After Aurora: Little Change In Opinions About Gun Control Measures

YouGov
July 25, 2012, 12:00 PM GMT+0

(Week of 7/21/2012) Americans have been divided politically when it comes to gun control laws for a long time, and the latest Economist/YouGov Poll, conducted in the days following the shootings at the midnight premiere of The Dark Knight Rises in Aurora, Colorado, finds that little has changed after what has been called one of the deadliest shootings in U.S. history.

43% of Americans now say gun control laws should be made more strict, while half say they need not be changed or should be made even less strict. These results are not much changed from what they were following the shooting of then-Congresswoman Gabrielle Giffords in Tucson, Arizona early in 2011.

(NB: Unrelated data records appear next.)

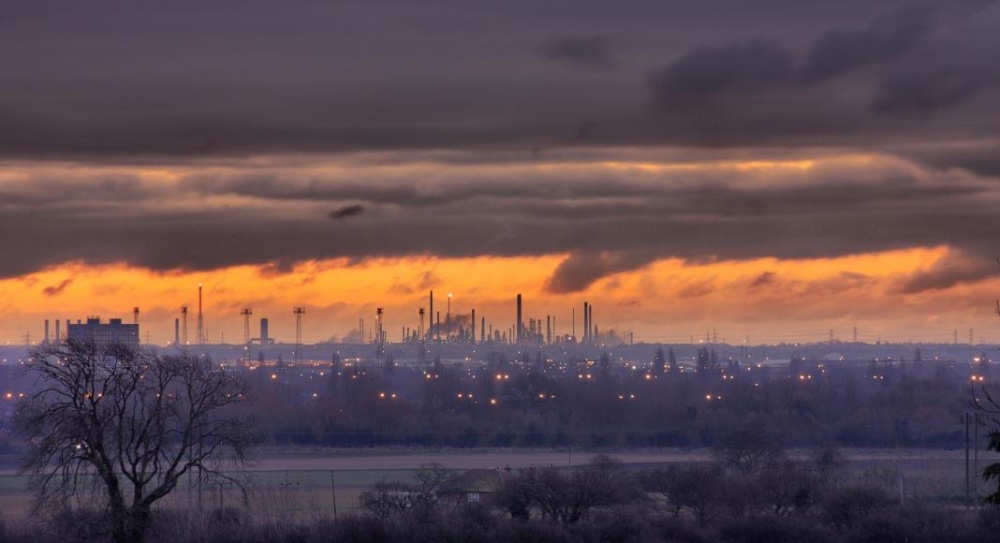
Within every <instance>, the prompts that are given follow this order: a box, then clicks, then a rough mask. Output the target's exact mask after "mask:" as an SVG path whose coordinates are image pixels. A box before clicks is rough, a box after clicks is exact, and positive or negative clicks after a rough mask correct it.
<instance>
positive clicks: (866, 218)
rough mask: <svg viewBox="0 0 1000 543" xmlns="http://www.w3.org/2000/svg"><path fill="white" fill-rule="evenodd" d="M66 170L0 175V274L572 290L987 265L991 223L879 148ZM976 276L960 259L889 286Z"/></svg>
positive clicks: (942, 284) (945, 283)
mask: <svg viewBox="0 0 1000 543" xmlns="http://www.w3.org/2000/svg"><path fill="white" fill-rule="evenodd" d="M333 170H334V171H336V170H337V169H336V168H333ZM40 175H44V176H46V177H47V176H51V175H52V174H40ZM63 175H64V176H65V178H64V179H63V181H61V182H47V183H38V184H35V183H31V182H30V181H29V182H18V183H0V195H2V197H3V199H4V201H8V202H33V203H32V204H30V205H28V204H11V205H5V206H0V221H2V222H3V223H4V224H16V225H18V228H17V229H4V230H3V231H2V232H0V243H2V244H3V246H4V247H5V248H6V254H7V256H8V258H6V259H5V260H4V261H3V263H2V264H0V273H2V274H3V275H16V274H20V273H24V272H29V271H33V270H36V269H39V268H41V267H44V266H46V265H53V264H57V263H60V262H64V261H68V260H84V261H88V262H94V263H99V262H114V261H127V262H130V263H132V264H135V265H139V266H148V267H150V268H154V269H176V268H182V269H212V268H218V267H224V266H229V265H237V264H259V263H265V262H271V263H274V264H276V265H278V266H287V265H289V264H291V263H294V262H297V261H302V260H309V259H322V258H335V257H345V258H349V259H354V260H357V259H364V258H369V257H396V256H407V255H426V254H433V255H440V256H444V257H468V256H481V255H499V256H522V255H544V254H553V253H569V254H570V255H571V256H570V258H569V259H568V260H566V261H565V262H564V263H563V264H562V265H561V266H560V267H559V269H558V270H557V271H556V273H555V275H554V276H553V277H552V278H551V280H550V282H549V285H548V287H549V289H550V290H551V291H553V292H573V291H577V290H580V289H582V288H586V287H587V286H588V285H590V284H591V283H593V282H594V281H595V280H597V279H600V278H601V277H605V276H607V275H610V274H613V273H617V272H621V271H628V270H632V269H637V268H640V267H642V266H644V265H646V264H648V263H650V262H652V261H654V260H656V259H659V258H667V257H680V258H684V259H689V260H702V259H741V258H754V257H779V258H812V257H826V256H835V255H844V254H854V253H861V252H867V251H881V250H889V249H902V248H909V247H915V246H937V245H949V246H951V247H953V248H955V249H956V250H958V251H961V254H963V255H965V257H964V258H965V259H967V260H968V261H969V262H975V261H985V262H989V263H992V257H991V256H989V255H991V254H992V251H993V250H994V241H995V240H994V239H993V236H994V235H995V232H997V231H998V229H1000V218H998V216H997V214H996V213H995V209H996V204H997V202H998V200H1000V185H997V183H996V181H995V180H992V179H990V178H981V177H977V176H975V175H973V174H971V173H963V172H960V171H938V170H931V169H925V168H920V167H917V166H915V165H913V164H911V163H906V162H902V161H898V160H889V159H877V160H874V161H870V162H868V163H861V164H856V165H852V164H851V163H850V162H836V161H835V162H832V163H823V164H821V165H819V166H817V167H815V168H813V169H811V170H804V171H800V170H797V169H788V170H778V171H752V170H751V171H740V170H738V169H735V168H732V167H727V166H718V167H707V168H703V169H698V170H690V169H687V168H680V169H675V170H666V171H663V172H654V173H650V172H646V171H643V170H620V169H614V168H606V167H594V166H593V165H575V166H574V165H561V166H551V167H541V168H540V167H536V166H534V165H521V166H509V165H506V166H485V165H484V166H473V165H468V166H453V165H439V166H430V165H424V166H421V167H418V166H414V167H413V168H412V169H410V170H407V171H405V172H400V171H394V170H393V169H392V168H389V169H388V171H387V169H386V168H382V167H372V168H370V169H364V168H359V169H349V170H346V171H339V172H336V173H322V169H321V168H320V169H313V170H309V171H299V170H296V171H294V172H285V171H282V170H274V169H271V170H263V171H253V170H227V171H225V172H218V171H217V172H199V173H196V174H189V175H187V176H183V177H182V178H181V179H178V180H176V181H175V182H173V183H171V184H167V185H165V184H164V183H162V182H159V181H155V180H148V179H133V180H132V181H131V182H124V181H120V182H118V183H116V184H106V185H93V186H91V187H90V190H89V192H88V193H87V194H81V193H79V192H73V191H66V192H63V191H62V190H60V187H62V186H65V187H73V186H76V185H77V183H78V182H77V180H76V179H73V178H72V176H71V174H68V173H64V174H63ZM400 176H404V177H407V178H409V179H410V182H409V183H405V184H404V183H401V182H400V180H399V177H400ZM60 183H61V184H60ZM121 187H126V188H128V192H127V198H123V197H121V194H119V191H120V190H121ZM60 195H64V199H63V198H60ZM43 196H44V197H43ZM43 200H45V201H44V202H42V201H43ZM40 202H42V203H40ZM165 202H169V203H170V205H164V203H165ZM982 276H983V271H982V269H981V268H977V267H976V266H973V265H969V264H963V266H961V267H959V268H956V269H944V270H933V272H932V274H931V275H929V276H928V277H926V278H923V279H917V278H915V279H914V280H913V282H912V283H911V284H908V285H906V286H905V287H901V288H905V289H908V290H921V289H926V288H941V287H942V286H948V285H949V284H954V283H955V282H961V281H966V280H974V279H976V278H980V277H982Z"/></svg>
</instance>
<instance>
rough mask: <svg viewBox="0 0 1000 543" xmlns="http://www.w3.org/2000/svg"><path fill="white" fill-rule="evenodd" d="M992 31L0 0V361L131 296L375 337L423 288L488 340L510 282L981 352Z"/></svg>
mask: <svg viewBox="0 0 1000 543" xmlns="http://www.w3.org/2000/svg"><path fill="white" fill-rule="evenodd" d="M998 27H1000V3H998V2H994V1H987V0H956V1H952V2H926V1H902V0H842V1H839V2H829V1H812V0H755V1H754V2H746V1H745V0H703V1H701V2H687V1H684V2H681V1H666V0H627V1H616V2H609V1H606V0H548V1H545V2H539V1H537V0H531V1H529V0H506V1H504V2H476V1H469V0H438V1H433V0H428V1H426V2H412V1H408V0H407V1H403V0H385V1H379V2H372V1H365V2H361V1H342V2H325V1H324V2H319V1H316V2H264V1H261V0H241V1H239V2H236V1H217V2H210V3H206V2H194V1H187V0H174V1H172V2H166V3H164V2H128V3H122V2H109V1H94V2H86V3H79V2H76V3H66V2H48V1H44V0H40V1H35V2H5V3H4V4H3V5H0V65H2V66H3V67H4V68H3V72H2V76H0V126H2V127H3V129H2V130H0V342H4V343H23V342H24V340H25V335H26V334H31V335H32V337H33V338H35V339H37V338H39V337H40V335H41V334H42V321H43V319H46V318H48V319H57V318H58V319H73V320H76V319H81V318H86V317H87V316H91V315H94V316H101V317H102V318H110V317H124V318H126V319H131V312H132V308H133V307H136V306H138V307H140V322H141V324H142V330H143V332H142V335H143V339H146V337H147V333H148V337H149V340H150V341H152V342H153V343H159V344H163V343H165V342H167V341H169V340H172V339H173V321H174V319H175V318H177V317H179V308H180V307H181V306H182V305H187V306H190V307H192V308H194V307H196V304H197V285H198V284H199V283H200V284H203V285H204V288H205V291H204V292H205V323H206V328H207V333H208V337H209V339H210V341H220V340H223V339H225V340H226V341H227V342H238V341H242V332H243V325H242V320H241V317H240V314H239V313H240V309H241V308H243V307H252V308H253V311H254V320H255V321H256V319H257V318H258V317H268V318H269V320H270V322H271V329H272V334H273V335H275V336H277V338H278V339H279V340H287V341H291V340H292V339H293V337H294V316H293V314H292V309H293V307H303V308H305V311H306V314H305V316H304V320H303V339H304V341H306V342H307V343H312V342H319V341H327V340H331V339H336V340H340V339H345V338H347V339H350V338H352V337H356V336H357V334H358V331H357V330H356V328H357V325H358V322H359V319H361V318H365V319H366V322H368V323H371V321H373V320H374V313H375V307H377V306H380V305H381V306H383V307H385V311H386V328H387V331H388V332H389V337H390V339H395V338H398V337H399V334H400V333H401V330H402V327H403V326H410V327H414V328H415V327H416V326H417V308H418V307H426V306H427V303H426V302H427V300H426V297H427V292H428V291H429V290H431V289H433V290H435V292H436V293H437V294H438V296H439V300H440V301H439V302H438V306H436V307H435V309H442V310H444V303H443V302H444V299H445V298H444V296H445V295H446V293H449V292H450V293H453V298H452V305H453V312H454V313H456V314H460V315H466V314H468V312H469V311H470V310H471V309H472V308H476V309H477V314H478V315H482V316H485V317H486V318H487V320H488V322H489V323H490V324H492V325H494V326H495V327H496V329H499V330H506V329H508V328H509V327H510V326H512V325H513V324H514V318H515V317H514V301H513V300H514V297H515V295H516V294H517V293H522V294H523V295H524V297H525V315H526V318H527V317H534V318H541V319H544V318H545V316H546V315H550V314H551V315H554V316H555V317H556V322H557V330H558V332H559V333H568V332H570V330H571V329H572V323H571V322H570V321H571V315H572V313H571V312H572V310H573V309H574V308H576V310H577V313H582V304H583V302H584V301H588V302H590V303H592V304H593V305H594V308H595V309H594V312H595V323H596V324H597V325H598V326H599V327H600V328H601V329H602V330H605V331H606V330H615V331H617V332H618V333H621V334H625V333H632V334H634V337H635V340H636V341H663V342H686V341H689V340H690V339H691V338H692V337H693V338H700V337H704V335H705V334H706V332H707V331H710V330H711V331H714V333H715V334H716V335H717V337H718V339H720V340H721V339H723V338H725V339H727V341H729V342H731V343H737V342H743V341H749V342H750V343H753V344H756V343H761V342H778V341H787V342H792V341H820V340H824V339H828V337H829V335H830V334H831V331H832V333H833V334H834V336H835V337H836V338H837V339H844V340H849V339H852V335H853V330H854V327H857V329H858V337H859V339H860V340H863V341H875V340H876V339H884V340H890V341H907V340H913V341H951V340H952V338H953V334H954V333H955V331H956V330H957V331H958V334H959V336H960V337H961V338H962V339H963V340H964V341H967V340H968V337H969V334H970V329H972V330H973V332H972V334H973V336H974V340H975V341H977V342H978V341H979V340H980V338H982V339H983V340H985V341H987V342H991V343H995V342H998V341H1000V333H998V331H1000V327H998V326H1000V320H998V317H997V315H996V306H995V301H994V300H995V299H996V298H997V297H998V296H1000V277H998V273H997V272H998V271H1000V265H998V261H997V255H998V254H1000V247H998V246H997V243H996V234H997V233H998V232H1000V214H998V211H997V210H998V209H1000V206H998V203H1000V120H998V119H1000V63H997V62H996V60H995V57H996V51H1000V33H997V32H996V31H995V30H996V28H998ZM193 323H194V320H193V318H192V319H191V321H190V324H189V326H190V327H192V328H191V330H193V326H194V324H193ZM369 325H370V324H369ZM577 326H578V328H580V327H582V317H581V318H580V319H577ZM255 328H256V325H255ZM580 329H582V328H580ZM578 333H579V330H578ZM192 334H193V332H189V335H192Z"/></svg>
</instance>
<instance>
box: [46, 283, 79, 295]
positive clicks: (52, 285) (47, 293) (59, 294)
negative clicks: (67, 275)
mask: <svg viewBox="0 0 1000 543" xmlns="http://www.w3.org/2000/svg"><path fill="white" fill-rule="evenodd" d="M72 284H73V279H64V280H62V282H60V283H59V284H58V285H51V286H47V287H45V288H44V289H42V293H43V294H45V295H46V296H48V297H52V296H58V295H60V294H62V292H63V291H64V290H66V289H67V288H68V287H69V286H70V285H72Z"/></svg>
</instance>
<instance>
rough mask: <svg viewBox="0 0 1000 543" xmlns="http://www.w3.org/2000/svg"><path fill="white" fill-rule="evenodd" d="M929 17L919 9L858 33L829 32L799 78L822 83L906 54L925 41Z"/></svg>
mask: <svg viewBox="0 0 1000 543" xmlns="http://www.w3.org/2000/svg"><path fill="white" fill-rule="evenodd" d="M932 13H933V12H932V10H931V9H929V8H927V7H922V6H921V7H917V8H915V9H911V10H905V11H902V12H894V13H892V14H889V15H886V16H882V17H879V18H877V19H876V20H875V21H873V22H872V23H870V24H868V25H866V26H865V27H863V28H860V29H856V30H855V29H840V30H833V31H830V32H828V33H826V34H824V35H822V36H820V37H819V38H818V39H817V40H816V41H815V42H814V43H813V45H812V47H811V48H810V50H809V53H808V56H807V57H806V59H805V62H804V65H803V66H802V68H801V74H802V78H803V79H804V80H805V81H809V82H815V81H821V80H824V79H828V78H830V77H836V76H839V75H843V74H846V73H849V72H851V71H854V70H856V69H858V68H862V67H865V66H869V65H872V64H876V63H880V62H887V61H891V60H893V59H895V58H898V57H900V56H902V55H904V54H906V53H909V52H910V51H912V50H913V49H914V48H916V47H917V45H919V44H920V43H921V42H922V41H924V40H926V39H927V37H928V35H929V33H930V30H931V16H932Z"/></svg>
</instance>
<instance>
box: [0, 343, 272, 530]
mask: <svg viewBox="0 0 1000 543" xmlns="http://www.w3.org/2000/svg"><path fill="white" fill-rule="evenodd" d="M26 369H27V372H28V373H29V375H34V377H35V378H36V382H35V388H36V389H35V391H34V392H33V393H31V394H30V395H28V396H27V397H26V398H25V399H24V400H23V401H22V402H21V403H20V404H19V405H18V408H17V412H16V414H15V416H14V424H15V429H16V431H17V432H18V433H19V434H20V436H21V437H23V438H25V441H26V443H27V446H28V451H27V455H26V458H25V463H24V466H23V469H22V470H23V472H25V473H28V474H29V475H30V485H31V487H32V488H33V489H34V491H35V493H36V496H35V498H36V499H35V504H34V507H35V509H36V511H37V512H42V511H44V510H45V509H47V508H49V507H53V506H55V507H64V506H68V505H69V500H70V499H71V498H72V497H74V496H77V495H79V494H80V493H81V492H82V491H84V490H85V489H88V488H94V489H96V490H97V491H98V494H99V495H100V496H102V497H103V499H104V500H106V501H105V503H103V504H101V505H102V506H103V507H104V508H105V513H104V514H103V515H102V516H103V518H104V519H105V520H106V523H107V524H106V525H104V526H103V529H104V530H105V531H106V532H107V533H108V534H109V535H111V536H112V538H113V539H114V540H115V541H118V542H133V541H141V540H142V539H143V536H144V534H145V532H146V529H147V528H148V526H149V524H150V516H151V512H152V506H153V504H154V503H155V502H156V501H157V500H160V499H161V498H163V497H164V496H166V495H168V494H169V493H170V492H171V491H173V490H174V489H175V488H176V487H177V484H178V482H179V481H180V479H181V477H182V476H183V475H185V474H186V473H188V472H190V471H193V470H201V471H202V472H204V473H207V474H209V475H211V476H214V477H216V478H221V479H226V480H229V481H231V482H233V483H236V484H237V485H240V487H241V488H242V485H241V481H239V480H236V479H234V478H233V476H232V475H230V474H228V473H225V472H223V471H222V469H223V468H226V467H234V466H239V465H242V463H243V462H244V461H245V460H246V456H245V455H246V451H247V447H248V446H249V445H250V443H251V430H252V419H251V418H250V417H249V416H248V415H240V414H238V413H236V412H234V411H233V410H231V409H230V407H231V406H233V405H234V404H238V403H240V402H242V401H243V400H244V399H245V386H244V383H243V380H242V379H241V378H240V376H238V375H236V374H234V373H232V372H231V371H227V370H226V369H224V368H222V367H221V366H219V365H216V364H213V363H212V362H211V361H210V360H208V359H204V358H197V357H193V356H189V355H186V354H180V355H170V356H159V355H154V354H152V353H151V352H148V351H145V350H138V349H131V348H127V347H124V346H112V347H103V346H98V345H95V344H94V343H93V342H75V341H71V342H68V343H65V344H59V345H51V346H45V347H41V348H39V349H36V350H35V351H34V352H33V353H32V358H31V361H30V362H29V363H28V364H27V368H26ZM91 485H93V486H91Z"/></svg>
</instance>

Large majorities of the public favor several gun measures, including: preventing those with a history of mental illness from owning a gun (81%), instituting a 5-day waiting period before someone can purchase a handgun (70%), and creating a national gun registry (61%). A majority of Republicans favor only the first two of these proposals.

There is an enormous party divide on one proposal: a ban on semi-automatic weapons, supported by half the public overall, but with Republicans and Democrats on different sides. The Federal Assault Weapons Ban, which included many semiautomatic weapons, expired in 2004, and the Aurora shooter used a semi-automatic rifle that would have been outlawed by the ban in his attack on the theater audience. 64% of Democrats support the ban, but only 34% of Republicans do.

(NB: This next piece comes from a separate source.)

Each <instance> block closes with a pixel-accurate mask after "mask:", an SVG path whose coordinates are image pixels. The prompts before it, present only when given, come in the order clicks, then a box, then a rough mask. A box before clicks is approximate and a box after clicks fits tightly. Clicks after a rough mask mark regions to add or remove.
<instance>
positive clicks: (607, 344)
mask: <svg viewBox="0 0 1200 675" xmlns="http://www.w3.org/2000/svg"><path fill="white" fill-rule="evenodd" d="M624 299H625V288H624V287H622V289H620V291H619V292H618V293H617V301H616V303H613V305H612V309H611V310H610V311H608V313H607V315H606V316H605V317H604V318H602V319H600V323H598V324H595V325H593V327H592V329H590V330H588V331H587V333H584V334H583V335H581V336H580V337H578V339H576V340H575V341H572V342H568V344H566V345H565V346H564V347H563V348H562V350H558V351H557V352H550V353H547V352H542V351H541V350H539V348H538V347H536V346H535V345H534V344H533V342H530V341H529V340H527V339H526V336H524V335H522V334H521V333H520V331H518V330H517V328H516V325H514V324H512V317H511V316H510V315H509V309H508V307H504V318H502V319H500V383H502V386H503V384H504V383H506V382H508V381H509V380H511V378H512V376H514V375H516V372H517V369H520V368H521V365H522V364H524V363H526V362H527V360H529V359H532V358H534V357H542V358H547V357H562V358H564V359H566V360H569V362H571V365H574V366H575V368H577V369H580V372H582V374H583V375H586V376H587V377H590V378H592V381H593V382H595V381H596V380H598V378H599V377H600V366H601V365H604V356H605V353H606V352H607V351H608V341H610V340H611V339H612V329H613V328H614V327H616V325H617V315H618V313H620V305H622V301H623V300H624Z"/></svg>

One change Americans in both parties don’t want to make is to outlaw handguns. Just 18% would do that.

The Aurora shootings took place in a movie theater, during the premiere of a movie with a PG-13 rating, though much violence. Americans don’t necessarily blame violent movies and other entertainment for mass shootings — not even in part. 42% say they are partly to blame, 48% say they are not. And there is not much difference between Republicans and Democrats on this question.